Нойманн не перебивал, смотрел на Торопова, склонив голову к левому плечу, как тогда, в лесу возле Уфы. Как на забавное насекомое. Это ужасно злило, сбивало с мысли, но Торопов упрямо продолжал:
— Гесс. Геринг. Мюллер. Шелленберг.
— Да? — восхищенно спросил Нойманн. — Даже Шелленберг?
— А что?
— Ничего, только в настоящий момент Вальтер имеет звание штурмбаннфюрера, и в ближайшие месяцы светит ему должность офицера для поручений Гиммлера. Вы, когда с кем-то серьезным общаться будете, лучше молчите, чтобы вот так вот не напороть… Шелленберг, как же… — Нойманн покачал головой и пошел вперед, не оглядываясь. Люди, заметив его форму, расступались, пропуская, и Торопову пришлось ускорить шаги, чтобы не отстать.
— Что, правда штурмбаннфюрер? — спросил Торопов, нагнав Нойманна.
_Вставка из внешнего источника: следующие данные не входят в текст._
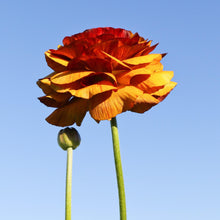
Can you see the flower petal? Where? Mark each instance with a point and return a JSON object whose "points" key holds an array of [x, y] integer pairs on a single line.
{"points": [[144, 103], [74, 112], [107, 105], [143, 59], [154, 80], [116, 60], [56, 63], [89, 91], [68, 77], [165, 90]]}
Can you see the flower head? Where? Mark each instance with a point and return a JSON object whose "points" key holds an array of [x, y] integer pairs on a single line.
{"points": [[105, 71]]}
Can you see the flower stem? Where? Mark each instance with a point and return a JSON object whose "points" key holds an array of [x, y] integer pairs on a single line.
{"points": [[118, 167], [68, 183]]}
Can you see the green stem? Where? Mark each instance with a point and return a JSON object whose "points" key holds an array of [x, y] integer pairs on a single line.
{"points": [[118, 167], [68, 183]]}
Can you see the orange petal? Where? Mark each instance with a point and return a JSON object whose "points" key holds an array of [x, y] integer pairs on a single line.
{"points": [[117, 60], [56, 63], [68, 77], [89, 91], [51, 102], [74, 112], [166, 90], [155, 80], [108, 105], [124, 77], [143, 59], [144, 103]]}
— Ага, майор, — кивнул тот. — Но в принципе, в ваших рассуждениях есть логика. К сожалению, я не могу ее полностью оценить. Недостаток информации, ничего не поделаешь. Так что — я не знаю, с кем вам предстоит встреча, но искренне советую сегодня избегать спиртных напитков. Мало ли как ваш собеседник относится к алкоголю…
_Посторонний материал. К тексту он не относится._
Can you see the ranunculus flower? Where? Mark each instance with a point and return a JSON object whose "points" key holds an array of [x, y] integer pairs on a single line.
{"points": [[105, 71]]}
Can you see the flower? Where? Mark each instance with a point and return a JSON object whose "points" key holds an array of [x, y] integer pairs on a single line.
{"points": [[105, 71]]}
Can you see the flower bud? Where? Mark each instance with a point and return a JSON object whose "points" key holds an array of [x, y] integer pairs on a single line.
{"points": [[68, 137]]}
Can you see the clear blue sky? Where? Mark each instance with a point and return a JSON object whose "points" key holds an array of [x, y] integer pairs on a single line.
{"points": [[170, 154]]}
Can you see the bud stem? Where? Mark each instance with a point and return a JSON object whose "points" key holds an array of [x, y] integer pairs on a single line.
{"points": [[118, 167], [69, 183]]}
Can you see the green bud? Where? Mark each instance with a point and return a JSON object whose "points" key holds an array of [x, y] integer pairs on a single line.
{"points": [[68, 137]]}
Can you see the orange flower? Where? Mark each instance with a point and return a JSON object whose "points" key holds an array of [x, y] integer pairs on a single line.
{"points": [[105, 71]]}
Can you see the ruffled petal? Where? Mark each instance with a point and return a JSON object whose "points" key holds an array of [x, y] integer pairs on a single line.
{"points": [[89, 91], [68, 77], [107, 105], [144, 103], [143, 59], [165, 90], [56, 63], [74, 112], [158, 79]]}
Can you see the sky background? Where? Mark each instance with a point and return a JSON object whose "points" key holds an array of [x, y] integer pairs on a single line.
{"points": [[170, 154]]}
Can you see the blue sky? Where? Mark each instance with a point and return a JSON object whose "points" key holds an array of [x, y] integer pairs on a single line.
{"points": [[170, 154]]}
Торопов вздрогнул и внимательно посмотрел в лицо Нойманна. Это не намек? Не к Гитлеру же, в самом деле, поведут свежеиспеченного офицера СД? Не к Гитлеру же? Фюрер не любил пьющих, сам не пил…
По спине потек ледяной холод. Вокруг жара, воздух над асфальтом колеблется и пульсирует, а руки Торопова замерзли. И судорогой свело мышцы живота.
Не к Гитлеру. Иначе…
А что иначе? Торопова готовили бы и предупреждали, о чем можно говорить, а о чем нет? Не факт. Совсем не факт. Нойманн и вправду ничего не знает или прикидывается? Вон, ухмылка в уголках губ. Понимает же Нойманн, о ком должен был подумать Торопов. Понимает и наслаждается сейчас испугом обер-штурмфюрера.
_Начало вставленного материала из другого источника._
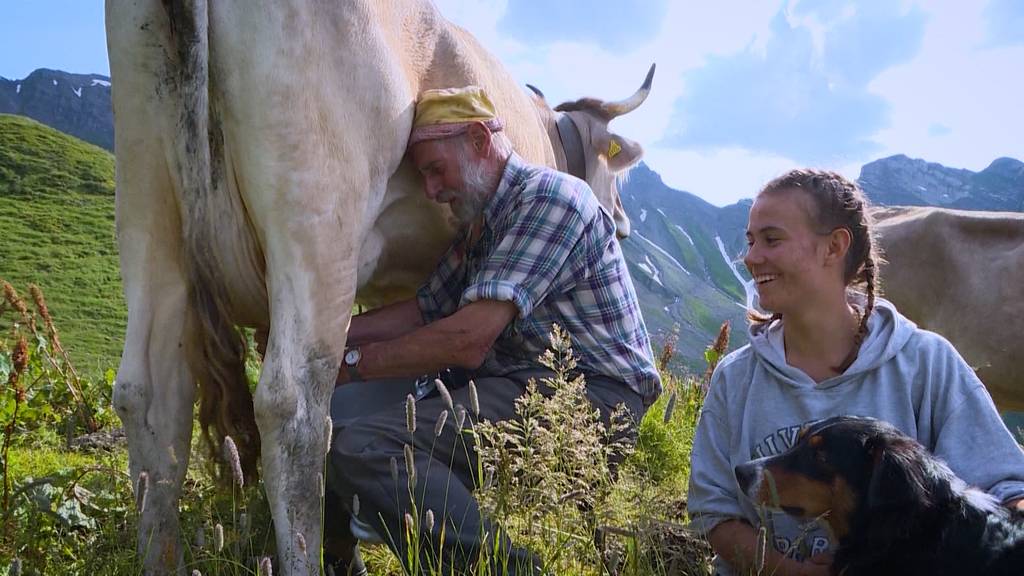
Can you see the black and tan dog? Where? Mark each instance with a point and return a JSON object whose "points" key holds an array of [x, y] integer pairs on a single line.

— Не берите в голову, — сказал Нойманн наконец. — Столик заказан, так что отдохнем, посидим, посмотрим на девушек в купальниках. Я даже спорить не буду — в вашем времени купальники куда приятнее на вид, но женское тело всегда остается женским телом. Ножки, грудки — все такое…
Нойманн указал на столик возле самого ограждения летней веранды ресторана.
— Отсюда открывается прекрасный вид. — Нойманн указал на пляж и озеро, расстилающееся прямо у подножия веранды.
— А после встречи я все равно напьюсь, — сказал Торопов, усаживаясь за столик.
— Имеете полное право, — сказал Нойманн и жестом подозвал официанта. — А пока — выберем нам с вами завтрак… ну, или обед, если посмотреть на время. Можно не спешить, до встречи еще восемь часов.